Когда Леха стал облачаться в зимнее драповое пальто и новую кроличью шапку, чтобы принести себя в жертву пробирающему насквозь холодному ветру и липкому мартовскому снегу, дед внимательно поверх очков посмотрел на меня и вполголоса совсем не строго произнес:
— Может, вернешь дядьке ручку?
Эх, дед! Ты всегда безошибочно разоблачаешь мои самые запутанные «преступления»! Как бы я ни маскировался, твоя удивительная дедукция неизменно выводит меня на чистую воду. А я и не отпираюсь, зная, что никакого наказания за мои «злодейства» не последует.
Вот и сейчас… Ручку действительно стащил я! И взял я ее совсем ненадолго и, между прочим, для очень важного дела — чтобы написать письмо Савоське. Укрывшись в маленьком дровянике на заднем дворе, я примостился на толстом чурбаке для колки дров у крохотного мутного окошка и разложил на заранее приготовленной фанерке тетрадный листок в узкую линейку. Стараясь успеть засветло, раз за разом согревая ладошки своим дыханием, я усердно пытался писать разборчиво и ровно по линейке:[23]

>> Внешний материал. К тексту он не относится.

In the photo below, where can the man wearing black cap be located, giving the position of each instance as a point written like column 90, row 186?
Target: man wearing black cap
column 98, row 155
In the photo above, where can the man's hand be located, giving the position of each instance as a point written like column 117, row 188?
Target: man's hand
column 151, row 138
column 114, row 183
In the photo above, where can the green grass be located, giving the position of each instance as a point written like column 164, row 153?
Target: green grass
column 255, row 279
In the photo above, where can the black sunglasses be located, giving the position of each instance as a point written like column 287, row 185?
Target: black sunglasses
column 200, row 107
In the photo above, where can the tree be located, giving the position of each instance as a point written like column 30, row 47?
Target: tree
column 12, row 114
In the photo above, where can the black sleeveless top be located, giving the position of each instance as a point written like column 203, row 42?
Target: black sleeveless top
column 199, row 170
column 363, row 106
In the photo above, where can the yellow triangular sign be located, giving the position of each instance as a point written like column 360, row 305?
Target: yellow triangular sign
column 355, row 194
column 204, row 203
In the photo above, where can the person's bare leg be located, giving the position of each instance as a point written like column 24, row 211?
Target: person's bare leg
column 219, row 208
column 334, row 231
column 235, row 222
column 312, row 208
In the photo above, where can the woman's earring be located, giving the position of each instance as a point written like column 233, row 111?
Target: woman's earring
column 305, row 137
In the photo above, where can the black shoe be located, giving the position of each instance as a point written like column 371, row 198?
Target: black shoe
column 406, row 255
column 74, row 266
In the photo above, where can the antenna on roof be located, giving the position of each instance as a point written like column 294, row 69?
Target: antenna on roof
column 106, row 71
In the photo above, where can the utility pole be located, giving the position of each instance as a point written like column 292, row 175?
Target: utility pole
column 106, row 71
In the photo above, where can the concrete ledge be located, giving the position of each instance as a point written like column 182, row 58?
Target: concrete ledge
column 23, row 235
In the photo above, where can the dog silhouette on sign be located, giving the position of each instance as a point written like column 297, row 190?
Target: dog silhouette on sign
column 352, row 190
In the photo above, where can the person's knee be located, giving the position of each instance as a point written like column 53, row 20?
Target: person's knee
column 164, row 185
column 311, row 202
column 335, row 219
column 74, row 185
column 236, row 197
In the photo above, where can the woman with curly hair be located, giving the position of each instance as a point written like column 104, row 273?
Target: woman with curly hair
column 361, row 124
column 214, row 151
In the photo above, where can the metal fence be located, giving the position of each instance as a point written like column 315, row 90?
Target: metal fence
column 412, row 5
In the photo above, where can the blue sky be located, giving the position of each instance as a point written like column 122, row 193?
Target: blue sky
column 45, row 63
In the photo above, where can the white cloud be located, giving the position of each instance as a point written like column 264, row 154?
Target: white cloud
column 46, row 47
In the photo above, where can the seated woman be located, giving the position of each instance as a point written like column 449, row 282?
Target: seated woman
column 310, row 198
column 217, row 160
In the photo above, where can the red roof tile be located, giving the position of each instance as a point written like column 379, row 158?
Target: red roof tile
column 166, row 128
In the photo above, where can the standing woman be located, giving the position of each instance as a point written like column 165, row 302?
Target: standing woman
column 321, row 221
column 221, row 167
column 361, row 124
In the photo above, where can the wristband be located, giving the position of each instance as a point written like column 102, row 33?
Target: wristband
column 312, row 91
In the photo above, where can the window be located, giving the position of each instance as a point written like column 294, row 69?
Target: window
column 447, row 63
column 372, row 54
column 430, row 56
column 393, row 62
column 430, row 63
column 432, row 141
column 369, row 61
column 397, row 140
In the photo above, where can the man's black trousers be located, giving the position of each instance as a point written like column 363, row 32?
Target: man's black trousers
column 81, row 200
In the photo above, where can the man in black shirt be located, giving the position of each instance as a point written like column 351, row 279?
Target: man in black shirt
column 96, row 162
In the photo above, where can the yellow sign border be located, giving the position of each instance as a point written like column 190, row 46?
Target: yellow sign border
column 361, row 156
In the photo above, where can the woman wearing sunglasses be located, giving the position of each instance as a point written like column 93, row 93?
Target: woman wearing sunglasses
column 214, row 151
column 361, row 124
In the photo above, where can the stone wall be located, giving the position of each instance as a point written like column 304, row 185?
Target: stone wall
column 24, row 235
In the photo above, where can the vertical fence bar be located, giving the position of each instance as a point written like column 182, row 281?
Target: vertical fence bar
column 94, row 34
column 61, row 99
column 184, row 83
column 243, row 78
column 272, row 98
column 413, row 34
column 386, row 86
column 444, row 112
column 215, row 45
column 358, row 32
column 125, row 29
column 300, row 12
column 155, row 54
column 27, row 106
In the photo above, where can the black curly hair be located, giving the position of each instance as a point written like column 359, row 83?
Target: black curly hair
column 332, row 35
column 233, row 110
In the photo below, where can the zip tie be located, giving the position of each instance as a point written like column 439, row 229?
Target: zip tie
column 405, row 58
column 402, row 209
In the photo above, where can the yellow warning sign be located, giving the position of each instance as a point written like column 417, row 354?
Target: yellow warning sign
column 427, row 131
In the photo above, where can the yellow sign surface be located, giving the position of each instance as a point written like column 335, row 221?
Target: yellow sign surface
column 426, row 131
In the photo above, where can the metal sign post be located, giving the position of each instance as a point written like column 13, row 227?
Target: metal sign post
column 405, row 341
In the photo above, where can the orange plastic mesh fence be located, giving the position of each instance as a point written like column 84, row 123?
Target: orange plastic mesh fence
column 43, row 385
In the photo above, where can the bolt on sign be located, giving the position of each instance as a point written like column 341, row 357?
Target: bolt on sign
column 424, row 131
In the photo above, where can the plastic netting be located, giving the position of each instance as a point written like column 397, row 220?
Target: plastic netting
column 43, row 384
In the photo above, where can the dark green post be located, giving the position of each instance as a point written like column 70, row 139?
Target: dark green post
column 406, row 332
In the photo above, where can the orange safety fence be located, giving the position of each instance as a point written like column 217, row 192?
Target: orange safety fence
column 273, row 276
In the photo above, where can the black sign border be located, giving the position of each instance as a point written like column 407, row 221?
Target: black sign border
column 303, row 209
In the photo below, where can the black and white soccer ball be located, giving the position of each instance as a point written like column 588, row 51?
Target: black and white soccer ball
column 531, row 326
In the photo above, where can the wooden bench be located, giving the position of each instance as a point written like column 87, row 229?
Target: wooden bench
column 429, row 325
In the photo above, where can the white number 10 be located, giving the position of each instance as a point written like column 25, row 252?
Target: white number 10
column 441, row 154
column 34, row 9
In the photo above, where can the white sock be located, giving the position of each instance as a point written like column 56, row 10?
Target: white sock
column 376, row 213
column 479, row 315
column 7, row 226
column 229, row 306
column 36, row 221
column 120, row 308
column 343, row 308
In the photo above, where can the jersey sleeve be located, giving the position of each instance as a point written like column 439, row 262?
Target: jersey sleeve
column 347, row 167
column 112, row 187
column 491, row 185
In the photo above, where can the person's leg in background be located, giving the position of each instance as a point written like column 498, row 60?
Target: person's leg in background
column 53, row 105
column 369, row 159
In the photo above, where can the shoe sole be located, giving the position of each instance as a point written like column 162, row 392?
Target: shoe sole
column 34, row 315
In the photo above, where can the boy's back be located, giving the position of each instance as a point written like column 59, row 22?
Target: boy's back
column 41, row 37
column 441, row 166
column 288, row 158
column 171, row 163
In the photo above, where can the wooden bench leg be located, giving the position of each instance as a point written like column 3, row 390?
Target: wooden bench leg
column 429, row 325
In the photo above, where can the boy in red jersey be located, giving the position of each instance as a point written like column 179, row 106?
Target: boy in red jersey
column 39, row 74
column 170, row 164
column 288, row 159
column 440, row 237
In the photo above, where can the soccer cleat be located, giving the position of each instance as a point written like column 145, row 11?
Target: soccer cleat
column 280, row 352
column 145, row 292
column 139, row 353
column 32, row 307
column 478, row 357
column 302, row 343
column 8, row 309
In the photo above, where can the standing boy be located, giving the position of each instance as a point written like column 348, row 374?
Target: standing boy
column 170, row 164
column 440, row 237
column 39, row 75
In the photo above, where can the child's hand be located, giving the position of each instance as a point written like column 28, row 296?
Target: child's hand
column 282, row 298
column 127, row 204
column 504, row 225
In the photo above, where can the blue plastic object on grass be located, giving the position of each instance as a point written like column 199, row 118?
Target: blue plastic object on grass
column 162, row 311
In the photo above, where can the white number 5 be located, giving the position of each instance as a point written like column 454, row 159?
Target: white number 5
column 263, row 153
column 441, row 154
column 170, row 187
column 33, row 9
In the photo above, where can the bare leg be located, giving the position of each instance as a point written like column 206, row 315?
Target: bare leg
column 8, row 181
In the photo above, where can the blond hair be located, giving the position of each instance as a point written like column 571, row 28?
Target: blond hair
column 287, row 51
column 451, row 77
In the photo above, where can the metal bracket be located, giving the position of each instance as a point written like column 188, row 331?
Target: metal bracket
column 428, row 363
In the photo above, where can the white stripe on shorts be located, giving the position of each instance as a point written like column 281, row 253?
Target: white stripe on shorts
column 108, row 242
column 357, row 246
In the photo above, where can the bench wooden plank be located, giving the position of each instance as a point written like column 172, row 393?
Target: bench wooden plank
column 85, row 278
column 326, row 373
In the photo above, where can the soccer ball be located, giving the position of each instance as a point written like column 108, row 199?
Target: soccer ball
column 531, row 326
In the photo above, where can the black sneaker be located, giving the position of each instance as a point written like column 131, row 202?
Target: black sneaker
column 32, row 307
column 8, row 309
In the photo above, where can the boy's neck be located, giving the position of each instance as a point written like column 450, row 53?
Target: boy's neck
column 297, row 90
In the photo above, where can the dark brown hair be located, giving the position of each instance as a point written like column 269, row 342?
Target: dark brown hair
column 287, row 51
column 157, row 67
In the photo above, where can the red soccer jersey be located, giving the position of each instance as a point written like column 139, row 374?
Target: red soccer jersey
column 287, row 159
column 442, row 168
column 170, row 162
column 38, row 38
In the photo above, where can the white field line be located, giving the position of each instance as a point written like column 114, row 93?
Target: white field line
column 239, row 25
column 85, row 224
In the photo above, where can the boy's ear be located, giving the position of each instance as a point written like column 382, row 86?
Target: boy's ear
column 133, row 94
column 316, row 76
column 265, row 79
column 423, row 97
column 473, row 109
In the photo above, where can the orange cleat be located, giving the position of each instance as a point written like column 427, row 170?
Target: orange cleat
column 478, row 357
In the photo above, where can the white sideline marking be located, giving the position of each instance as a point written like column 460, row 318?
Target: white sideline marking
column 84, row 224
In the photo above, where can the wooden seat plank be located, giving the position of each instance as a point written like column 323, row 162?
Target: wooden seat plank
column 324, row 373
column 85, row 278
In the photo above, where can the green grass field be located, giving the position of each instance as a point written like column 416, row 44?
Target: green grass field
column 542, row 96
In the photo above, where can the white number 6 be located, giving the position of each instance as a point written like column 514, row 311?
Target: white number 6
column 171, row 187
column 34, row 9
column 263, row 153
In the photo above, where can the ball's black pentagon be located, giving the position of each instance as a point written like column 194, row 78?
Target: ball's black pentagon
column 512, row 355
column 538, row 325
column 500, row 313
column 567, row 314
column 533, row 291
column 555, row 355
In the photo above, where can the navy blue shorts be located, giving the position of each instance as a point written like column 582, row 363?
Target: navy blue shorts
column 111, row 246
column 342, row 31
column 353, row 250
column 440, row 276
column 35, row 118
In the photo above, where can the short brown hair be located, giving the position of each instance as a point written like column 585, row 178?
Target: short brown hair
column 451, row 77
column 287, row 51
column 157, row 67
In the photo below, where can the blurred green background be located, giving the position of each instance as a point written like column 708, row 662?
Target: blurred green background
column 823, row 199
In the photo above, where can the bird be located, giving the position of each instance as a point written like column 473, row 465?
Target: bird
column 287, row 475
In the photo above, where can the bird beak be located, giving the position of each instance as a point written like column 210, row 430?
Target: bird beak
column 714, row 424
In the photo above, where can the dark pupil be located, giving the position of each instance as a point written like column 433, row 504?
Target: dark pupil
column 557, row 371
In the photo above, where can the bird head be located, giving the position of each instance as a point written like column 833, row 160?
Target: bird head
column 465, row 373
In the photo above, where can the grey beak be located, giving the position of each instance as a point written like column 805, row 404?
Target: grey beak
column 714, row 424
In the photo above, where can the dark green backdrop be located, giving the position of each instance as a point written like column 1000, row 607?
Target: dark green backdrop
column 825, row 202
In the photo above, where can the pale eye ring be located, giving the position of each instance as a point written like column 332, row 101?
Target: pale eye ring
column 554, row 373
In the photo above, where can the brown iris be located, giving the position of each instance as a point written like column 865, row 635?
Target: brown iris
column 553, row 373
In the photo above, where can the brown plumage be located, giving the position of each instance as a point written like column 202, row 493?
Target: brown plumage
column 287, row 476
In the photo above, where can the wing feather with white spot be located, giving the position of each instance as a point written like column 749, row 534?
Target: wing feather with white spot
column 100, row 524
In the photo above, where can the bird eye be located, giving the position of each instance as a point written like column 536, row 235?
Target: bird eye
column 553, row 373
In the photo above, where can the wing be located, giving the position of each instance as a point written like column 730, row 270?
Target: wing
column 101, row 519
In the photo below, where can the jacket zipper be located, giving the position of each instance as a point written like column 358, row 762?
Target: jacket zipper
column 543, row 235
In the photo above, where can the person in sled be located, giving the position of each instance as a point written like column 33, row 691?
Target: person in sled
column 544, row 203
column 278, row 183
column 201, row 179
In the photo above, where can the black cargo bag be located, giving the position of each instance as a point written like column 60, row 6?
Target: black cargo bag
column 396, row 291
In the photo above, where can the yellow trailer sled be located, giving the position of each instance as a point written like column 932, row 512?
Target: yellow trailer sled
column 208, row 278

«Здравствуй, дАрАгой Савоська!
Назначаю тебе встречу. В 5 часов вечера в вАскресенье буду ждать в дрАвянике».
На минуту задумался и добавил: «НакАпилось много вАпросов». Уже подписавшись «Твой Слава», немного поразмыслил, вывел внизу под посланием: «Передаю пАклон от дедушки» — и на всякий случай уточнил, еле вместив по нижнему краю листочка: «Василия Федоровича». И это была сущая правда! Как-то, комментируя мои усиленные поиски таинственного Савоськи, дед так и сказал: «Кланяйся ему от меня при встрече». И к тому же я был уверен, что этот пароль сработает, так как моего деда, ветерана войны, председателя уличкома, в нашем поселке уважали все. [24]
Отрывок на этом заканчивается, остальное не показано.